Wong Kar Wai hizo a principios de los 90 pequeñas películas imperfectas y adorables (yo me pasaría mil tardes de mi vida volviendo a ver Fallen angels). Después vino a la Argentina para escaparse de una situación densa en Hong Kong y para buscar los rastros de Manuel Puig en estos aires. De ese encuentro no salieron indemnes ni el cine argentino ni Wong Kar Wai. Happy together es su película más áspera y marcó a los nuevos cineastas argentinos, desde el momento en que capturó la atmósfera visual y sonora de Buenos Aires como nadie lo había hecho antes. Wong puso a esta ciudad en el cine contemporáneo.

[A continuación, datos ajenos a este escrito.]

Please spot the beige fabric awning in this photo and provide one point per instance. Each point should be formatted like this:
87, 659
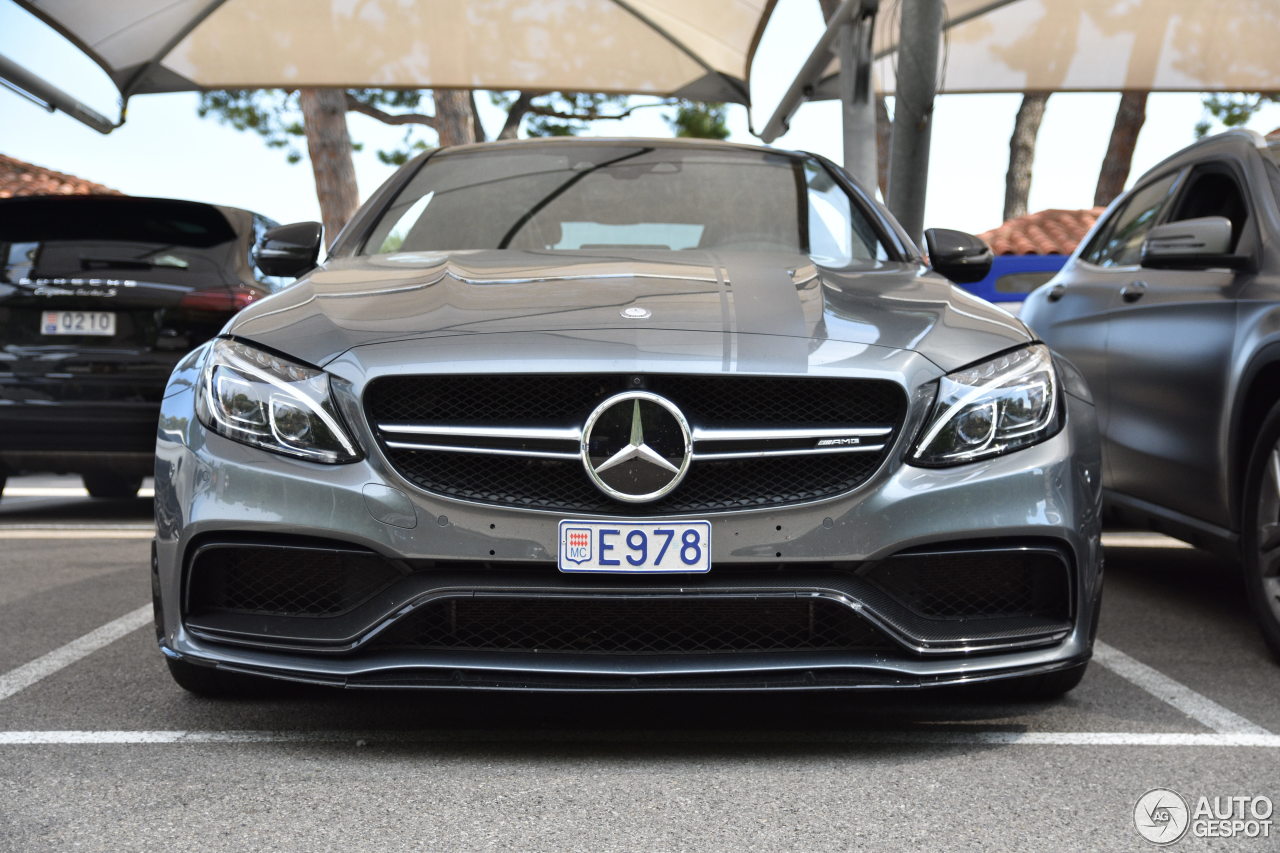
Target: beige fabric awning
700, 49
1098, 45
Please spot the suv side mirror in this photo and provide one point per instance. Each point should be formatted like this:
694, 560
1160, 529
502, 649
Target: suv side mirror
1192, 243
289, 250
961, 258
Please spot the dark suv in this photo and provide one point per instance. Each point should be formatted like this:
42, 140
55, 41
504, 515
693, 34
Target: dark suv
99, 299
1171, 309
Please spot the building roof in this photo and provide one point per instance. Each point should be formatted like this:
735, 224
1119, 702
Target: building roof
18, 178
1047, 232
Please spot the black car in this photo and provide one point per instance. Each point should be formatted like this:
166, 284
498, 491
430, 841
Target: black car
100, 296
1171, 310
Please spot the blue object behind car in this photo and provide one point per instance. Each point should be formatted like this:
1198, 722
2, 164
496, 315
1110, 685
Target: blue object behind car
1013, 277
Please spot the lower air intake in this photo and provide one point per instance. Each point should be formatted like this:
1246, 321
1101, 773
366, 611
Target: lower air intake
643, 625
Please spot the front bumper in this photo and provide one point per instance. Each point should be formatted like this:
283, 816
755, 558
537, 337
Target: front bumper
211, 491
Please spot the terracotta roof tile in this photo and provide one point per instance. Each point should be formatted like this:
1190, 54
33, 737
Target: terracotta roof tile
1047, 232
18, 178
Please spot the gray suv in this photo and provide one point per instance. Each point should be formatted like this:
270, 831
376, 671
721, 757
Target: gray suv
1171, 310
626, 415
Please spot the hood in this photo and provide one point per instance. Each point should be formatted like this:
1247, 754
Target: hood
750, 296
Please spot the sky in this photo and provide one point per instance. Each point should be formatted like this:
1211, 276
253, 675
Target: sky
167, 150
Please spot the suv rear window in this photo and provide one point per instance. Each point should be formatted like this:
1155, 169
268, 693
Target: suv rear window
53, 237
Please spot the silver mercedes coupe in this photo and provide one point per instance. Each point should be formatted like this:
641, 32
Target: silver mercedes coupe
626, 415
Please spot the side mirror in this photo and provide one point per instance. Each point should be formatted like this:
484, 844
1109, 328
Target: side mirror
1192, 243
289, 250
961, 258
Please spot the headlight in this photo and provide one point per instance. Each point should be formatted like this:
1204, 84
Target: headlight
991, 409
270, 402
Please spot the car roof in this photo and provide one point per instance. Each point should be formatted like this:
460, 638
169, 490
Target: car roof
666, 142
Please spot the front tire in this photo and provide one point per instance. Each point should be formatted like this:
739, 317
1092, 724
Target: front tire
1261, 534
1040, 688
112, 486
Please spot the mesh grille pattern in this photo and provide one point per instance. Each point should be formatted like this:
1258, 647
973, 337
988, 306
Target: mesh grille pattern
567, 400
631, 626
977, 585
711, 486
286, 582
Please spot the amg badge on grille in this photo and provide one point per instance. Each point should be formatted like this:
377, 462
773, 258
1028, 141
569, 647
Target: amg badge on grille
636, 446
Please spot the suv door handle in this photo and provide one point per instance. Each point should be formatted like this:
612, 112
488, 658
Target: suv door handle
1133, 291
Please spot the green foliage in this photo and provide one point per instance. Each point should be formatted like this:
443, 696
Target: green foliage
700, 121
565, 113
1232, 109
272, 113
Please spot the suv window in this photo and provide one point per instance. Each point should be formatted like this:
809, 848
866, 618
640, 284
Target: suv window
1212, 191
1119, 241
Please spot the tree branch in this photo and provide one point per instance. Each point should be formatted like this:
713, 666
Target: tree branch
515, 115
590, 115
356, 105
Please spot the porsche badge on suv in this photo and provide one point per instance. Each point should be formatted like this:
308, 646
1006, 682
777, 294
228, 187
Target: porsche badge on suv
626, 415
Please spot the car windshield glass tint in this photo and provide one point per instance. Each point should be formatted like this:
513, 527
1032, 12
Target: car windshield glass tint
85, 237
618, 196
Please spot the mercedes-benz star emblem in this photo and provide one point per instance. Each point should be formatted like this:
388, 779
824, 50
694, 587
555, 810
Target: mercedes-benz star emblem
636, 446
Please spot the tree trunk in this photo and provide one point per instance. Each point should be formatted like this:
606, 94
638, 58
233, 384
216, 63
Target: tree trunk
324, 118
1130, 117
883, 144
455, 121
1022, 154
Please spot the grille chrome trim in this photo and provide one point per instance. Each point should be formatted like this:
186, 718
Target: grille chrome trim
794, 451
515, 433
566, 434
517, 439
487, 451
703, 434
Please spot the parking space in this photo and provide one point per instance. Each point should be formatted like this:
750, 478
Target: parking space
101, 751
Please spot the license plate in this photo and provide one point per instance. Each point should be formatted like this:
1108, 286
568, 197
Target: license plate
645, 547
77, 323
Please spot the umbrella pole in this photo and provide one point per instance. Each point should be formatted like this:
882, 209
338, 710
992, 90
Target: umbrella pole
913, 112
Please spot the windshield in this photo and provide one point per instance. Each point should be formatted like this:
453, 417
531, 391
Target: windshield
620, 196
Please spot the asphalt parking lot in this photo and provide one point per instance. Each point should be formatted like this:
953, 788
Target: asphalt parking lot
100, 751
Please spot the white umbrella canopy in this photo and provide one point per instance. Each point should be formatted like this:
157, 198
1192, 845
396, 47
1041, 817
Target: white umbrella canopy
1100, 45
699, 49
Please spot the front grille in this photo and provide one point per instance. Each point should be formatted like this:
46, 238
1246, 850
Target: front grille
707, 401
631, 626
284, 582
982, 584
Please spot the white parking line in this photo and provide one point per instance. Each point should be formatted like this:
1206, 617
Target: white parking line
59, 658
978, 738
1198, 707
1141, 541
36, 533
58, 491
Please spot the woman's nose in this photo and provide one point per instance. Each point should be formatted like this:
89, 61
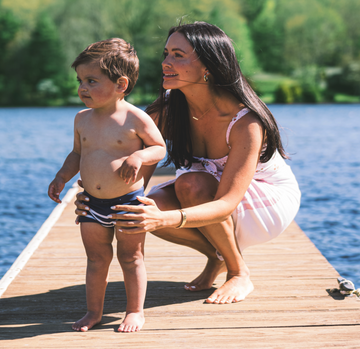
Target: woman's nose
166, 62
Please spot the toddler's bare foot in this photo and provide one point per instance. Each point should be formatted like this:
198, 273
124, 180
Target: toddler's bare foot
235, 289
133, 322
205, 280
87, 322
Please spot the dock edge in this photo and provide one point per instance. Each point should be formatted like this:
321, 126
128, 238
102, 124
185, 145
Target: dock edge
34, 243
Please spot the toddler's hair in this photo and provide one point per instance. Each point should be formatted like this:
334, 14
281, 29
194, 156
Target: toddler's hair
116, 58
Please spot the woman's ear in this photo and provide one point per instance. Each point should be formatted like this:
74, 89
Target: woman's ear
122, 84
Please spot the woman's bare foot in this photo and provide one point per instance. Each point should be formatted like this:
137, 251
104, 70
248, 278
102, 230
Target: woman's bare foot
205, 280
133, 322
87, 322
235, 289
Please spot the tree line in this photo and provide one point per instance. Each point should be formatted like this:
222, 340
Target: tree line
290, 51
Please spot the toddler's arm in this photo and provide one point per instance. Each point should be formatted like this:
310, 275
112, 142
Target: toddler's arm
154, 149
69, 169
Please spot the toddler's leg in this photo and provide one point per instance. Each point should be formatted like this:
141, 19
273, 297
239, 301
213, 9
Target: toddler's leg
97, 241
130, 251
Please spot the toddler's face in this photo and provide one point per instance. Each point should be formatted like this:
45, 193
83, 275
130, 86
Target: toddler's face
96, 90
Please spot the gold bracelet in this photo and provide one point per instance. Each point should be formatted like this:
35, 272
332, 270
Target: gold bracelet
183, 219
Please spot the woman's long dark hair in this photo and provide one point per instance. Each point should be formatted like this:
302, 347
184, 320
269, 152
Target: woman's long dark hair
216, 52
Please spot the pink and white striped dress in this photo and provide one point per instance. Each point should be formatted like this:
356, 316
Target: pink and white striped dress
270, 203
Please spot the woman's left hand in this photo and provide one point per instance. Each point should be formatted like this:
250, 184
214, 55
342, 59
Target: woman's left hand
138, 219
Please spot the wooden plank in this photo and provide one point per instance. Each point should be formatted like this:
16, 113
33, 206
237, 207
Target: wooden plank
290, 306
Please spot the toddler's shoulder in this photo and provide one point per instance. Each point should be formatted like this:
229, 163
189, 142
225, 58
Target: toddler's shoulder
137, 112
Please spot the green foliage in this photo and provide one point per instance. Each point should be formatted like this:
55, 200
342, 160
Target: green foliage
9, 26
289, 92
291, 51
268, 36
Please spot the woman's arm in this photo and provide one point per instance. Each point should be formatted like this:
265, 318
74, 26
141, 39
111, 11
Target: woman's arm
246, 142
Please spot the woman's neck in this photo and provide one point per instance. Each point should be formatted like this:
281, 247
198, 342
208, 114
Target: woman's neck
207, 102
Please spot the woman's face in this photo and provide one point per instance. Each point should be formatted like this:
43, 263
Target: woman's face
182, 68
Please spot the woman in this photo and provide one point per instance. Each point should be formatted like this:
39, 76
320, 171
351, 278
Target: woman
231, 175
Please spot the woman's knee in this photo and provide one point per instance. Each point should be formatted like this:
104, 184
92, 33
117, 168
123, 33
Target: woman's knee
195, 188
130, 258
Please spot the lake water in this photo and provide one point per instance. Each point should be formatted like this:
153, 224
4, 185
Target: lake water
323, 141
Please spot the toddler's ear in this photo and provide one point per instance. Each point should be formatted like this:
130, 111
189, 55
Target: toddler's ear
122, 84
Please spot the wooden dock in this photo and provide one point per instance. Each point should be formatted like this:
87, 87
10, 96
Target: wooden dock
290, 307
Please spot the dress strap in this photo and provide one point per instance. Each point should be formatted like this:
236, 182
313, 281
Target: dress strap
238, 116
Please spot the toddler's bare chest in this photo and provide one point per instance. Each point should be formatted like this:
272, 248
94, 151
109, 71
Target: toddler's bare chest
114, 137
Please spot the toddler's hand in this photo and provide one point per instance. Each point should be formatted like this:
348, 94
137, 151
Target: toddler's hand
130, 168
55, 188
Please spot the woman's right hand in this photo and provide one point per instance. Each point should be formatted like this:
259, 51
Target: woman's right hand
80, 203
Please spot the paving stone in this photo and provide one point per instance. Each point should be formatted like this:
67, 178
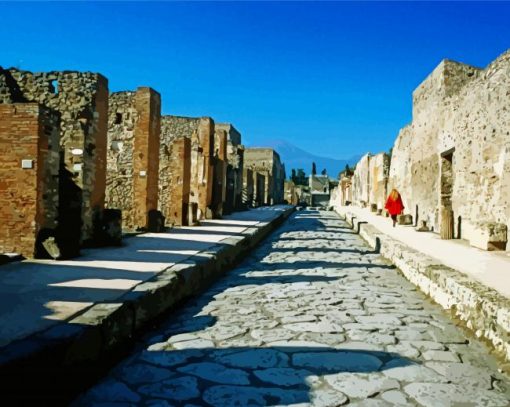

En el 2000 hizo una película triste y perfecta sobre un romance perfecto y triste: In the mood for love (La flor de la edad sería el título original chino). Uno de los grandes melodramas de todos los tiempos. ¿Cómo seguir después de eso?

Esa pregunta Wong la respondió filmando: 2046 es el tiempo del anonadamiento que sobreviene después de haber vivido un romance hermoso y trunco. Y es una película que se pregunta cómo seguir haciendo películas después de haber rozado la belleza. Su desmesura, su ejecución vacilante y su sabor resacoso se gozan en toda su melancolía. 

Tardó tanto en terminar 2046 que Wong estaba empezando a avisarnos que no sabía cómo seguir.

Hasta ahí todo bien.

Hizo todavía otra genialidad: La mano, el primer episodio de Eros. Y ahí dejó ver que la concisión podría ser una buena consejera para un cineasta con síndrome de hubris.

Después, la terrible decepción; My blueberry nights es una película indigna de su filmografía: como si un chapucero publicista americano pretendiera sacarse el gusto de imitar con torpeza a Wong Kar Wai.

Quedamos esperando el movimiento siguiente: tratando de pensar que My blueberry nights fue solo el mal paso de alguien que en seguida se recompondría. Mucho tiempo esperamos hasta que llegara El arte de la guerra.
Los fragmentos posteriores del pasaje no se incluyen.